Ein Wiener in Berlin
Wodka, Wurst und Vitamine
Man bat mich, über Ernährung zu schreiben. Ich reiste nach Berlin. Neben zwei Dritteln Döner-Buden gibt es dort Fernöstliches, Mediterranes, Indisches. Doch in dem 3,4-Millionen-Heuhaufen finden sich auch Berliner Essnadeln. Für Wiener ist das nichts.
8. April 2017, 21:58
Wie Franz Schuh bin ich sehr undiszipliniert. Eine anständige berufliche Karriere bleibt uns daher verschlossen, er ist Essayist, ich bin beim Radio. Er ist dick und ich bin dünn. Jetzt ist er 60, ich werde dreißig, ich wiege sicher weniger als halb so viel wie er. Nähme man uns auf Einen zusammen, käme trotzdem kein gesundes Mittelmaß heraus (eher wohl ein Eber auf Storchenbeinen oder, entzückend, eine Libelle mit Daumen wie Bürgermeister-Oberarme); wir sind Wiener.
Als solcher war ich kürzlich wieder in Berlin. Franz Schuh war, glaube ich, noch nie aus Österreich draußen. Kein Wunder, dass er kurviger ist als ich, der ich immer auf Achse bin, immer in Bewegung, wie denn auch meine Innereien, die, anders als ich, nie etwas stehen lassen. Doch Wiener er und ich, fressen wir alles runter, jeder auf seine Art. Wir gehen nicht über. Ich lasse eben außerdem immer einen Happen über und fühle mich eigentlich schlecht dabei, kann es aber nicht abstellen, es ist mir eingeboren und schon ganz klein verweigerte ich die Brust und den Brei. Lieber Flasche. Ist bis heute so; wenn mir jemand zur Flasche Bier ein Glas hinstellt, wende ich den Kopf ab und speie gegebenenfalls das Gekaute auf den nächsten Schoß.
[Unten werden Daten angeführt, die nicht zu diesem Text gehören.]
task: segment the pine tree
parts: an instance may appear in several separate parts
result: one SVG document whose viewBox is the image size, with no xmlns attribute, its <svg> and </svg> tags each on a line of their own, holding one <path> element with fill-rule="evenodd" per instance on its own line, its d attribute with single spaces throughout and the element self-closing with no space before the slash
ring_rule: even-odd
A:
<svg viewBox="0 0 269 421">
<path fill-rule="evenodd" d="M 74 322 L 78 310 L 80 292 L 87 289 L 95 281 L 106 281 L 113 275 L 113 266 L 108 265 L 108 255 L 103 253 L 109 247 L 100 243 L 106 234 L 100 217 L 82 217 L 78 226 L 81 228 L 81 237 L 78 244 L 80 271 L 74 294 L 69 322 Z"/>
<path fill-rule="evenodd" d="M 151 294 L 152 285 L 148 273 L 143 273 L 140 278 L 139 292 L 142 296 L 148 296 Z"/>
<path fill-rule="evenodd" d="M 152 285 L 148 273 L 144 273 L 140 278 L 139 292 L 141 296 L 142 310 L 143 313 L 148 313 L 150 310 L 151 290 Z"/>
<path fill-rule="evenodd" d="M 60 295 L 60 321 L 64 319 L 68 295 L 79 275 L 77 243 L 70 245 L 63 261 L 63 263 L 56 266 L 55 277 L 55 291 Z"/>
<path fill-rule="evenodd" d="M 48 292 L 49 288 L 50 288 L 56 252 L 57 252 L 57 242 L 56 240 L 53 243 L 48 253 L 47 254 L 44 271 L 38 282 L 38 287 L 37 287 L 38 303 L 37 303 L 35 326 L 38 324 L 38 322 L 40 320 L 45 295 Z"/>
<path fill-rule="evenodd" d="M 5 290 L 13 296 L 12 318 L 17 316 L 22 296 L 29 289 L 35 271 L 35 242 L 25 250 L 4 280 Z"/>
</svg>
Ich fuhr mit dem Auto nach Berlin, um Geld zu sparen und die Umwelt zu schonen, denn das Fliegen ist nicht nur teuer, sondern auch mit zwei bis drei Prozent am allgemeinen Kohlendioxidausstoß beteiligt, weshalb es vom Flugzeugminister sicher bald verboten wird, es gibt doch den Klopeiner See. Oder die Lobau, wenn da jetzt auch bald die Autobahn hin kommt, was ja auch toll ist, weil man dann schneller wieder zu Hause ist. Auf dem Weg nach Berlin aß ich ein deutsches Tankstellen-Käsebrötchen, mit dem ich nicht einmal meinen Hund bestrafen würde, und trank an einer Raststation eine Art Kaffee, wie ihn manche Omis heute noch trinken, wenn ihnen der Blutdruck zu schaffen macht.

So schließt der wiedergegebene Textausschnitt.